Over the next few years, Fox and her team collected empirical data from a variety of programs – engineering, biology, anthropology, geography – in order to develop a tool that would truly test a student’s knowledge.

“It could also be used on students that could be admitted but clearly didn’t have the appropriate level of language, so that we could assess them based on the Carleton test and then place them at an appropriate level of EAP (English for Academic Purposes) so that they could develop,” explains Fox of the test’s applications.

While Carleton was excited about it’s new standardized test – because it was based on solid research – the rest of the testing world wasn’t so sure.

Fox recalls presenting the test at a testing research colloquium at Princeton in the early ‘90s and getting a lukewarm reception because Carleton was testing in a way that none of the established English-language proficiency tests were.

“We had a battle royale to argue that you could actually test in a different way and that the testing could be valid. But we had a rich, fully-defined, fully developed construct that we were working from which is a requirement for testing. We had a full package of specifications and we had it through empirical evidence,” says Fox.

It wasn’t until a couple of years later when Fox was asked to present at an international symposium on testing that there was a turning point. Among the several hundred who heard Fox’s presentation were representatives from Ryerson.

“After the presentation, they came up and they said: ‘We want this test. We need this test at Ryerson.’ Ryerson was facing the same challenges that Carleton had,” says Fox.

Ryerson and Carleton then negotiated the first leasing agreement for the test. This would pave the way for other Canadian and international universities to use the test. Shortly after the Ryerson agreement, the test was formally named the Canadian Academic English Language (CAEL) Assessment.

“The timing for CAEL was perfect in late ‘80s, early ‘90s. There was nothing like it out there; it was the brilliant idea. It obviously had legs because everybody is doing it now,” says Fox.

It’s gone from being strictly used at Carleton to having 26 testing sites across the country. The 2.5-hour test that costs $185, is recognized by post-secondary institutions across Canada, as well as professional organizations. The test is also accepted at universities in the U.K., Scotland, Sweden and the U.S.

“It’s not just international students that take our tests.
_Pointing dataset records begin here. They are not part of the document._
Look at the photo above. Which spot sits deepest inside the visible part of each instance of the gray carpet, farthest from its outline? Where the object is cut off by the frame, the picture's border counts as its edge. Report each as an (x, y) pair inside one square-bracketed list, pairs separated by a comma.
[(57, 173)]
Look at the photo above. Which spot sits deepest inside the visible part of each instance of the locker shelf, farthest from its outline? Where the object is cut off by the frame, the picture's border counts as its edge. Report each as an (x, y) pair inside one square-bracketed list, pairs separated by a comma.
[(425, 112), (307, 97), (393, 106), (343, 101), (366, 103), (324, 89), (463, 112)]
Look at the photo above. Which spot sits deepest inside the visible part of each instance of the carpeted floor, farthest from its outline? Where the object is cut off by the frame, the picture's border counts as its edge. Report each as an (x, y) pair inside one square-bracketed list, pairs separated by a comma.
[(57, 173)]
We have a few professional institutions that use it, we have veterinarians, physicians and we also have immigration consultants,” adds Fraser.

Throughout its history, the CAEL has been one of the top three language proficiency tests – albeit on the smallest scale of the group. But the number of people who choose to take CAEL over the other tests continues to grow, says Fraser.

As for Fox, she’s moved on from CAEL but has used it as a springboard for other research projects, including a specific test for engineering students.

“In recent years I’ve become really interested in diagnostic assessment and how we can use diagnostic assessments in post-admission contexts,” says Fox.

Meanwhile, Fraser says the CAEL has a great reputation.

“It has a great reputation because we are the kind of test we are, we’re not that big. We don’t do millions of tests, we do thousands. We have a different kind of relationship with our test takers, we track them in a different way, we know the number of tests they’ve taken, the kinds of issues they’re having with reading, writing, and listening … so we have a great reputation with CAEL,” says Fraser.

And Fox agrees.

“I don’t know what the future of CAEL is. I would hope, given its history and its importance in Canada because it is the Canadian test, it could certainly be promoted more and developed. It’s still being used very effectively within the university and across Canada.

“It’s my baby. And it’s nice that people are still using it.”